Westboro Trial: Week 1 Summary


The lawsuit against Westboro Baptist Church in U.S. District Court in Baltimore has ended it’s first week. The civil trial before a jury is expected to last until November 1. News reports have been rather spotty this week.

At issue is whether or not the actions of the Westboro Baptist Church during the funeral service for Lance Cpl. Matthew Snyder intentionally inflicted emotional distress on his father, Albert Snyder and whether or not they violated a private funeral service.

I’m not able to glean anything new out of the reported testimony this week.

Members of Westboro Baptist Church testified that the Snyders were not able to see the demonstration, that they had complied completely with law enforcement restrictions on the location for their demonstrations (1000 feet away), and that their right to free speech in this country and their God-given mandate for calling this nation to repentance should not be denied.

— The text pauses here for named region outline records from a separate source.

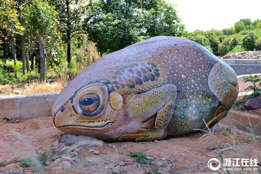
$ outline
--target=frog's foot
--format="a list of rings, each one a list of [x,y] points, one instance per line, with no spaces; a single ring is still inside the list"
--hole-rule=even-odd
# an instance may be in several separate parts
[[[144,130],[144,128],[142,128]],[[136,142],[140,141],[153,141],[163,139],[167,136],[167,131],[164,129],[156,126],[143,133],[128,133],[122,135],[119,138],[119,141],[132,140],[135,139]]]

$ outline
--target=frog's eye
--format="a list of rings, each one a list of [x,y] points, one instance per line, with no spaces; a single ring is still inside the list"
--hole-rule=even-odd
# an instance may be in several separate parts
[[[96,94],[88,93],[83,95],[79,100],[79,105],[82,110],[86,113],[93,112],[100,105],[100,97]]]

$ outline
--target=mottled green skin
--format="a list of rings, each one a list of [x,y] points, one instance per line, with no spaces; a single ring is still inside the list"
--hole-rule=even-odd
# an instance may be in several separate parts
[[[84,113],[79,99],[91,91],[102,91],[103,103],[96,112]],[[119,102],[113,102],[113,92],[122,97],[119,109],[113,106]],[[238,92],[233,69],[205,48],[159,36],[106,55],[84,70],[59,95],[53,118],[56,127],[70,134],[108,141],[160,139],[202,128],[203,119],[210,126],[217,123]]]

Albert Snyder declared that Westboro Baptist Church made the funeral a media circus.

The Baltimore Sun reported on Wednesday …

U.S. District Judge Richard D. Bennett instructed jurors at the start of testimony Tuesday that the First Amendment protection of free speech has limits, including vulgar, offensive and shocking statements. Bennett said the jurors must decide “whether the defendant’s actions would be highly offensive to a reasonable person, whether they were extreme and outrageous, and whether these actions were so offensive and shocking as to not be entitled to First Amendment protection.”

The fireworks many are looking for (again from the Baltimore Sun) …

The church’s founder and pastor, Fred Phelps, took the stand after Snyder and prompted a strong admonition from [Judge] Bennett when the pastor said he had not considered whether children would see a sign carried by protesters with the words “Semper Fi Fags” and two stick figures that appeared to be engaged in sodomy.

“No, it’s an irrelevancy,” Phelps said.

“Just answer the question, sir. Don’t determine what’s relevant or not relevant. You just answer the question,” Bennett said.

I’m convinced that the attitudes displayed by members of Westboro Baptist Church will not help their cause, but I believe that they may very likely prevail in this case. I’ll be watching for the verdict.